Беатриса тронула Миллза за руку и сказала:
– Я сейчас вернусь.
Она направилась в туалетную комнату, хотя не испытывала в этом потребности. По какой-то причине эта история пробудила в ней массу негативных эмоций, которые теперь требовали выхода наружу. Большей частью они были связаны с ее бывшим мужем. До того момента она считала, что благополучно со всем этим покончила: трезво проанализировала все разочарования и душевные муки, все горести и невзгоды своей семейной жизни, выбросив их из головы и из сердца. Но, слушая историю Хизер Кук, она почувствовала, как гнев пробуждается вновь – гнев на мужа, на себя, на их злополучный брак, который, подобно черной дыре, поглотил целый пласт ее жизни. В своем последнем письме к мужу она написала: «Будь у меня возможность стереть из памяти каждый миг прожитого с тобой времени, я бы сделала это без колебаний. Даже хорошие, даже счастливые мгновения – я бы удалила их все одним нажатием кнопки».

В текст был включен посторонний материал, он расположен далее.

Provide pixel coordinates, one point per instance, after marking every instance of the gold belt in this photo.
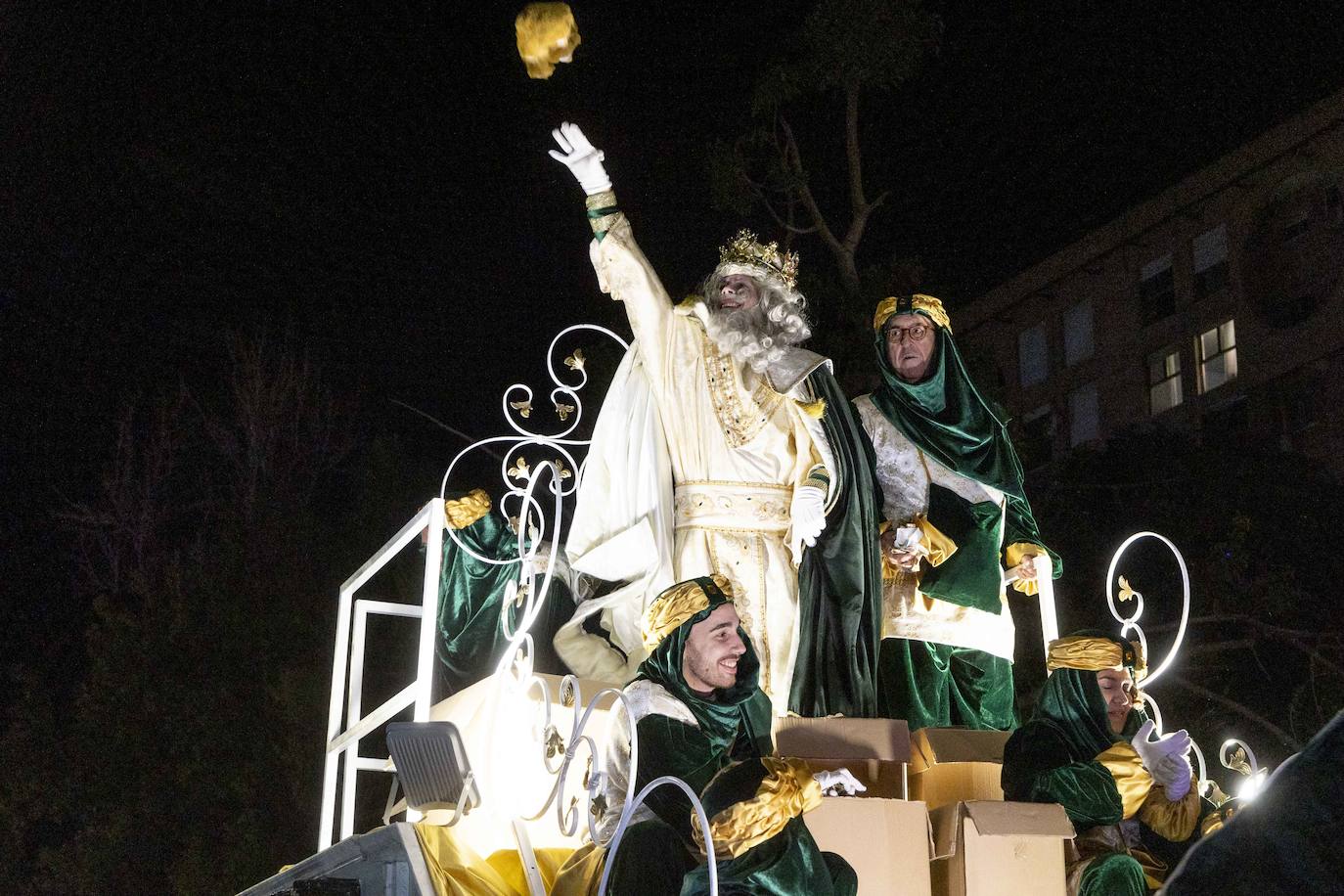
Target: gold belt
(757, 507)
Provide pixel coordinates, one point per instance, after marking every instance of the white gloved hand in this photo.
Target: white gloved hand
(837, 784)
(578, 155)
(809, 517)
(1153, 751)
(1174, 773)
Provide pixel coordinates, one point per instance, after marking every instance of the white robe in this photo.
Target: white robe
(734, 446)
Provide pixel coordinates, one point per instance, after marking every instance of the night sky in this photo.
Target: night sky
(378, 184)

В туалете она уставилась на свое отражение в зеркале над раковиной. «Неудачница. Ну как можно быть такой наивной?» Вздохнув, она закрыла глаза. Сознание тотчас заполонила феерическая круговерть пугающих воспоминаний и образов, которые теснились и толкались в стремлении выдвинуться на первый план и досадить ей как можно сильнее.
– Ну ладно, хватит! – Она сполоснула руки холодной водой, проверила, не слезятся ли глаза, и вернулась к Миллзу и его истории о Хизер Кук, алхимике.
Когда Беатриса усаживалась за столик, ее посетила мысль, тотчас обернувшаяся вопросом:
– А муж Хизер знал об ее алхимическом даре?
– Нет – то есть долгое время не знал. Как я уже говорил, она не хотела, чтобы об этом стало широко известно, так что, кроме ее матери, в курсе были очень немногие. Ну как некоторые очень одаренные спортсмены или талантливые музыканты не любят заниматься тем, к чему имеют врожденные способности?
– Да, мой бывший муж, например. Он превосходный шахматист, но не любит играть, потому что шахматы, видите ли, нагоняют на него скуку.